Pues no se ahi se ve un modulo registrad usb_mouse, mira en lib/modules/ el kernel queuses/drivers a ver si hay algun modulo usb_mouse.o si es asi metelo en /etc/modules.autoload y en la seccion input devices de XF86Confi en vez driver "mouse" pon "usb_mouse".

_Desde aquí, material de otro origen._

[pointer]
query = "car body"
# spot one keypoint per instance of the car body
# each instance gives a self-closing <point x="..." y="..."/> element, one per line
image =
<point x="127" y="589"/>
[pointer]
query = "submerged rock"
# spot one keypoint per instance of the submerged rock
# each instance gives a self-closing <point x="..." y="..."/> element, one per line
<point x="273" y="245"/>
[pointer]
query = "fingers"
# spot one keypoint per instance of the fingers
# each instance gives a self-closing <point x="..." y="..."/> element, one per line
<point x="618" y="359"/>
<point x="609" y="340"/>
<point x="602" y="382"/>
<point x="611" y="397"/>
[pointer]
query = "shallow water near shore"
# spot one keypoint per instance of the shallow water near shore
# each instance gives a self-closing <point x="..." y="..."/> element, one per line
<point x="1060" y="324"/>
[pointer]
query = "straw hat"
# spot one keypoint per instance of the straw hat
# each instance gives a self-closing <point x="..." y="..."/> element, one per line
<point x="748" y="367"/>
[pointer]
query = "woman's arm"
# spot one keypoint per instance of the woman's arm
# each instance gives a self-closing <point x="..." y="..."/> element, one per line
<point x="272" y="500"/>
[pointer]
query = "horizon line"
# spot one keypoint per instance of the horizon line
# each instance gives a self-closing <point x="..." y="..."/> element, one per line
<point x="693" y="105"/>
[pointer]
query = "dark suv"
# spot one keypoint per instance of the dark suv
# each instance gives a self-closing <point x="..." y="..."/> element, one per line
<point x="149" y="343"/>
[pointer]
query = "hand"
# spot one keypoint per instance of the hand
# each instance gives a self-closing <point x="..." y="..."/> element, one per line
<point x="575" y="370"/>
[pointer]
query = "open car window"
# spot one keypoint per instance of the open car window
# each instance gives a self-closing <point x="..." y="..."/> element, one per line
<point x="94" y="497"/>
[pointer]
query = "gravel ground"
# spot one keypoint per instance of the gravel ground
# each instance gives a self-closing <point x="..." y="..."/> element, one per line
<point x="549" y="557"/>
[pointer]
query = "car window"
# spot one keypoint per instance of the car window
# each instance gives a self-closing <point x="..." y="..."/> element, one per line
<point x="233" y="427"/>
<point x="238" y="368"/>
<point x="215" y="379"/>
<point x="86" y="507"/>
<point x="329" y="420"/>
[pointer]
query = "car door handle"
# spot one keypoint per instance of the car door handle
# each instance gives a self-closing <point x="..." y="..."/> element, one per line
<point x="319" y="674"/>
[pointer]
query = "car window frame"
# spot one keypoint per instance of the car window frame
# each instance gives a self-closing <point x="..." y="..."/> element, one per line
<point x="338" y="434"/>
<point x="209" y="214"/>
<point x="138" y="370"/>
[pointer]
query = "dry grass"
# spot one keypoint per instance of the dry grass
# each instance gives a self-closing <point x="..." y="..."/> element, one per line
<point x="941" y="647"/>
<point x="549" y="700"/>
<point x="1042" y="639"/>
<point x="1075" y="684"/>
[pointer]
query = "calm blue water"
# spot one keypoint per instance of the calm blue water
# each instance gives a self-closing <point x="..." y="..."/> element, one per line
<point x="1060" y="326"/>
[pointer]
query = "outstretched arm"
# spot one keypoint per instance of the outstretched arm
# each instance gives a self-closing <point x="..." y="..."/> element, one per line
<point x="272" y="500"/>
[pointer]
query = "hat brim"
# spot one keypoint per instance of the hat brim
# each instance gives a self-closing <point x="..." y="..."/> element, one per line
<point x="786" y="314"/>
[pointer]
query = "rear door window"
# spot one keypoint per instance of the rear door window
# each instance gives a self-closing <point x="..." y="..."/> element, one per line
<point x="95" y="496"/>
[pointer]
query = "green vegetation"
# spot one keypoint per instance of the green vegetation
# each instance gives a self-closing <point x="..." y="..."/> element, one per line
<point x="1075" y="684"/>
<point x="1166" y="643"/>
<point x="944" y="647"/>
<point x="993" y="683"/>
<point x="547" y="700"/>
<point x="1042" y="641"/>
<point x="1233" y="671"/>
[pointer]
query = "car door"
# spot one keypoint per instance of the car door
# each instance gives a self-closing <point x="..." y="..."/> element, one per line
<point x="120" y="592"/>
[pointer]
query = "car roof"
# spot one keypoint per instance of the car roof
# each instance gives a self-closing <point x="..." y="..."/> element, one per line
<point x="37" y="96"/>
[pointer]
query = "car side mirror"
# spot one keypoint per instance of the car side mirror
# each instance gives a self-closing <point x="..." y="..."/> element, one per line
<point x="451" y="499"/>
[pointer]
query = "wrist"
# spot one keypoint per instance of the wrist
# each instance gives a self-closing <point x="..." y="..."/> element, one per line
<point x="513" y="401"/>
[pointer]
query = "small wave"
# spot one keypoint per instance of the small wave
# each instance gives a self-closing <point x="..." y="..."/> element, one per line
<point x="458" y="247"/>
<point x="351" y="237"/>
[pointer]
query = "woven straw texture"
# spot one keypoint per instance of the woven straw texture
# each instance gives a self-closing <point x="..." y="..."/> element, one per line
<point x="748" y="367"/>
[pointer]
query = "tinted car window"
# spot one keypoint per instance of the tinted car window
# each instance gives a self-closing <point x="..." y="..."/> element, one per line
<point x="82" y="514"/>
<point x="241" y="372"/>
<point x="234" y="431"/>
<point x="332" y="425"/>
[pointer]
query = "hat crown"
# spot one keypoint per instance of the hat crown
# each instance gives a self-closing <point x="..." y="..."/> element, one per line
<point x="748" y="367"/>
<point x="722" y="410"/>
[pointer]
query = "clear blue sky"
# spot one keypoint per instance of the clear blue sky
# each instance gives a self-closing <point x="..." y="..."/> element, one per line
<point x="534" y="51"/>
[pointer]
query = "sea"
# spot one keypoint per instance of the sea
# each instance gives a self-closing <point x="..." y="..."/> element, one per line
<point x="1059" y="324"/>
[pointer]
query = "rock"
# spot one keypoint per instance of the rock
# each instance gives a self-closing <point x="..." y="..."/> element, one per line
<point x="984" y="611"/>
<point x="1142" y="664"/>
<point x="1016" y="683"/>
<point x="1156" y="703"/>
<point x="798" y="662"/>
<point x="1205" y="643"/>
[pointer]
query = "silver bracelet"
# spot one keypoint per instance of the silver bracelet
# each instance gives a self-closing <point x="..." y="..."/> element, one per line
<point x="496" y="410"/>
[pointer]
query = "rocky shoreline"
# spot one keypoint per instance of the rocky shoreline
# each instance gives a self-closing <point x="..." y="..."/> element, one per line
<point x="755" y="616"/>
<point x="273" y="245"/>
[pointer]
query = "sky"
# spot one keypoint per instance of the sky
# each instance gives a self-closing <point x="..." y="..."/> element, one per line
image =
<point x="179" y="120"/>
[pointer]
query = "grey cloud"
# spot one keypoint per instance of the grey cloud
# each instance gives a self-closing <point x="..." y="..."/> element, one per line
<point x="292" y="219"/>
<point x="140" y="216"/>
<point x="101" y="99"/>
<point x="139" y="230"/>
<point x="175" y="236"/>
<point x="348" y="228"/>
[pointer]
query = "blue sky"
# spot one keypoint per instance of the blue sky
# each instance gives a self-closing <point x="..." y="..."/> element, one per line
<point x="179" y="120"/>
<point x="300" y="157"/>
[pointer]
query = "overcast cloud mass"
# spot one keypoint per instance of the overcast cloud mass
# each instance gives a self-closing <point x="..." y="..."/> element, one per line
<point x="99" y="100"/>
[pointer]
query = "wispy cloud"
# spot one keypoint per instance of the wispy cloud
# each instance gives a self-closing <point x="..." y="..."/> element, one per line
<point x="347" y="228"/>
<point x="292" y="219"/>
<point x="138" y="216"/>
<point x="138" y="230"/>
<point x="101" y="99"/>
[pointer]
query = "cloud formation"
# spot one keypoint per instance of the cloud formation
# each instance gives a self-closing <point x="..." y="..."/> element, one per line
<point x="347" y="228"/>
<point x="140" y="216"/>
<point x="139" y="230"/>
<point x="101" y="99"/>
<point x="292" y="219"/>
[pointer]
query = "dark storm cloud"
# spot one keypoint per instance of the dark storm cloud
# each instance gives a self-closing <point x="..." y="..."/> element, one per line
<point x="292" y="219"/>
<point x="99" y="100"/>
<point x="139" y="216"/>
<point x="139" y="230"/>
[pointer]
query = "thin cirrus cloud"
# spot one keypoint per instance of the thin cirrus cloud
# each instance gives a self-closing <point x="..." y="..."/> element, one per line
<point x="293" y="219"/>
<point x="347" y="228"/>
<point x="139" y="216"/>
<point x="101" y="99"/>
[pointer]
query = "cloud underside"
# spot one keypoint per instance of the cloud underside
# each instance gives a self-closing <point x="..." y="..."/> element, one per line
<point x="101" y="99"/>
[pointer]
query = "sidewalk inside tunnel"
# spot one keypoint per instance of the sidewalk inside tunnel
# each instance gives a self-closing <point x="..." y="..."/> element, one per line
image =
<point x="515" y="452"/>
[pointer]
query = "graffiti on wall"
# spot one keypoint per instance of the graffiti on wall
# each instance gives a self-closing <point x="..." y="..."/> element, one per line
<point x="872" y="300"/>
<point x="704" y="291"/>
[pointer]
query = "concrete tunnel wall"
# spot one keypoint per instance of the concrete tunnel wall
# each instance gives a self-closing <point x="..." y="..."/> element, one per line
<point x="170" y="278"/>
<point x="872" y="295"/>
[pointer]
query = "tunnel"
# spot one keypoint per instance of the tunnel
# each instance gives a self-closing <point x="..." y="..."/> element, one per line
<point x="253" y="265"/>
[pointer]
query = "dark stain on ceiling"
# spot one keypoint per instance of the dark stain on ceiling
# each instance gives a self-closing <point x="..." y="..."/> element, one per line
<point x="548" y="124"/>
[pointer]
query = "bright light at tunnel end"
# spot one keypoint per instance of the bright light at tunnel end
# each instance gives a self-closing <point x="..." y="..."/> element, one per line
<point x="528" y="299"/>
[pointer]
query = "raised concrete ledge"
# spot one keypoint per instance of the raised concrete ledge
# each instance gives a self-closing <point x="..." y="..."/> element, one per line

 A mi no se me ocurre otra cosa.

 Saludos.

 Esteban.

----------

## Antonio Sanchez

Ya lo hice y nada.

Me parece que desistire al menos hoy.

Pero me mosquea esta linea

mice: PS/2 mouse device common for all mice

----------

## Antonio Sanchez

He probado la A.A de Gentoo y funciona el raton a la perfeccion, estoy que rabio por dentro.  Sin embargo no me funciona el touchpad.

Alguna idea

----------

## esteban_conde

Creo que no pueden funcionar los dos a la vez al menos eso me pasaba con cumpaq armada bastante antiguo, prueba a quitarselo y creo que te volvera el touchpad.

Saludos.

Esteban.

----------

## Antonio Sanchez

Pues cuando pruebo Knoppix 3.2 en el portatil me van el raton y el touchpad simultaneamente.

----------